Потом характер «иллюстрирте» начал меняться — как будто издатели нарочно готовили своих читателей к броску в другую сторону. Пляж острова Скорпиос и ослепительно красивая Жаклин Кеннеди-Онассис… Быт «отличного парня» из Алабамы, владельца нескольких ранчо. Никаких комментариев. Идея же начала просматриваться довольно четко: как хорошо быть богатым — ну, а это, естественно, возможно лишь в мире свободного бизнеса.

Да, пойдут и эти «иллюстрирте». Морока страшная, журналы надо возвращать иностранцам перед их отъездом домой; придется заводить целую канцелярию, чтоб не было жалоб… А жалобы все равно будут. Эти люди не понимают, что государство должно охранять себя — и он, Ткачев, охраняет его от анатолей, порнографии, сионистского бреда, солженицыных — от всего того, что, подобно канцерогенным веществам, рвется поразить здоровый организм его государства.

И что-то такое может быть и на «Джульетте»; он чувствовал это не интуицией, которая хороша разве что у всезнающих чекистов в сереньких приключенческих романах, — это ощущение было от многолетнего опыта. Раз что-то необъяснимо — значит, что-то не так. Между этими крайними точками пока еще была пустота, и он должен был заполнить ее. У него целых три дня — те три дня, что «Джульетта» простоит в Ленинграде. Но что в этой пустоте? Опять «серая пропаганда»? Она была уже не новинкой. В том, идущем из-за границы потоке, который как бы останавливался и оседал здесь, на ОКПП, было три «струи», что ли. Первая направлялась к пожилым — религиозная литература. Вторая — людям среднего поколения: пропаганда личного обогащения, ухода в мир вещей. Третья — к молодежи: секс. Отравить, развратить, оторвать от больших дел, посеять неверие в свои силы, толкнуть в болото мещанства — все видно, все прозрачно!

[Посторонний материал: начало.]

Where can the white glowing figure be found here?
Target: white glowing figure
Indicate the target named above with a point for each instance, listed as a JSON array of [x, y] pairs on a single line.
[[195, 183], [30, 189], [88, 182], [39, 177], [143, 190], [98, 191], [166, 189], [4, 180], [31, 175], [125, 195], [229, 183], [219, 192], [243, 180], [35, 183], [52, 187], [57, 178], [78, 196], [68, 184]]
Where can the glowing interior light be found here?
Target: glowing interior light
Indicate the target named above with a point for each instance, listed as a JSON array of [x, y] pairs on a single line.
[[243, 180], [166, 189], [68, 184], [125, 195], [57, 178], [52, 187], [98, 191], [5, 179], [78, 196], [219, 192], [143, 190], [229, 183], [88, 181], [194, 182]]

«Как нелепо, — думал Ткачев, — когда у нас говорят: нет, среди наших людей все это не найдет своего адресата. Ерунда — найдет, особенно среди мещан. Живучее племя, живучая психология!» Как-то раз — очень давно — в разговоре с Храмцовым он сказал: «Боюсь, что ты…» — и не договорил. Он хотел сказать, что Храмцов лезет в мещанское болото. Это он видел, но это было бы слишком тяжким обвинением. Все-таки надо было сказать. Пожалел друга, смолчал — зря.

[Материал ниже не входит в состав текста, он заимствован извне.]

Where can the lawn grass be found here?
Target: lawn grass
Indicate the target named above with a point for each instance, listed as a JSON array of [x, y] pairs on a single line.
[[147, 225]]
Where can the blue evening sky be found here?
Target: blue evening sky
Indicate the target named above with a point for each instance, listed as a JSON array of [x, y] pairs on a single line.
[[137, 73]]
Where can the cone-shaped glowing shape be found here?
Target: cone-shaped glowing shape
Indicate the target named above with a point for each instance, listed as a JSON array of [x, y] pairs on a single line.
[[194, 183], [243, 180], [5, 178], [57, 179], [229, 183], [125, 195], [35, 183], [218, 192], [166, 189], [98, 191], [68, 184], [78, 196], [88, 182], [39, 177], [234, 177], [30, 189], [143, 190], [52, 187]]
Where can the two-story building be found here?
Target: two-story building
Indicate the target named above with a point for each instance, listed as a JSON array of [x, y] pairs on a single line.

…Сейчас все было тихо, все спокойно в порту. Ткачев подошел к раскрытому окну — прямо перед ним высилась надстройка белоснежной «Эстонии». Он смотрел на нее, любовался ею, а память сама вызывала образы и события шестнадцатилетней давности. Что-то он знал не до конца, о чем-то мог лишь догадываться, но только двое занимали его сейчас в том прошлом — снова Храмцов и снова Люба.


Иногда Храмцов задумывался — почему мать обманывала его тогда, перед женитьбой на Любе? Обманывала, говоря, что у Любы не может быть детей. Очевидно, хоть этим старалась отговорить его. А девочка все-таки родилась, и, возвращаясь из рейса, Храмцов с удивлением и нежностью отмечал, как быстро она растет. Он боялся брать ее на руки, даже дотронуться до этого существа. Лишь улыбался, разглядывая дочку, гримасы выразительного личика, и испытывал при этом странное чувство, не догадываясь, что точно такое же чувство испытали миллиарды людей до него и испытают миллиарды после. «Продолжение моей жизни» — вот, пожалуй, как можно было бы определить его.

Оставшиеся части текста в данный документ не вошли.